TLI factor scores for the placebo vs ketamine session. Factor scores on the y-axes are adjusted for the number of spoken words during the session (ie, TLI factor value/words). Error bars indicate SD.
Before scanning, all subjects performed two test trials with training pictures that were not used in the fMRI study. A similar experimental task and procedure has been used successfully in a series of previous fMRI studies of ours (see Kircher et al, 2000, 2001b, 2002b, 2004a, 2005).
S-Ketamine and Placebo Infusions
A within-subject, placebo-controlled, counterbalanced design was used.

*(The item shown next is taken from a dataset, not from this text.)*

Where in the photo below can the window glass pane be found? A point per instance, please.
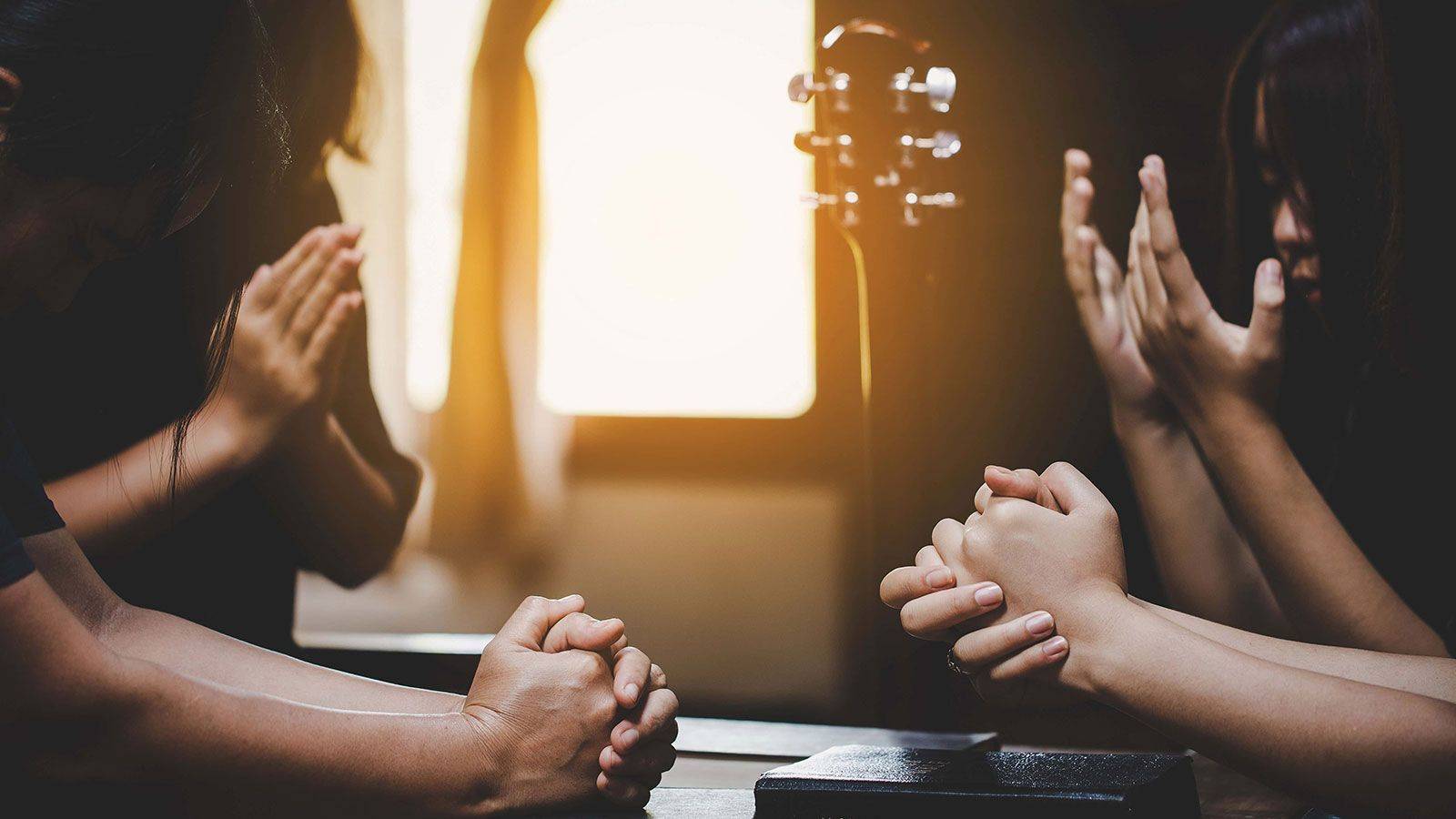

In the ketamine experiment, each subject intravenously (i.v.) first received a bolus of 8 mg S-ketamine from a 0.5 mg/ml solution of S-ketamine in 0.9% NaCl, or a pure saline bolus for the placebo session respectively. This initial bolus was followed by 5 min with no further S-ketamine/placebo supply. Then, the continuous subanesthetic i.v. infusion of 0.01 mg/kg/min S-ketamine (using a 0.25 mg/ml solution of S-ketamine in 0.9% NaCl) or pure 0.9% NaCl for the placebo session was administered using an infusion pump to maintain the initially induced psychopathological symptoms. The duration of the infusion lasted ∼1 h. All participants remained in the research facility under medical supervision for at least 2 h after the termination of the S-ketamine infusion.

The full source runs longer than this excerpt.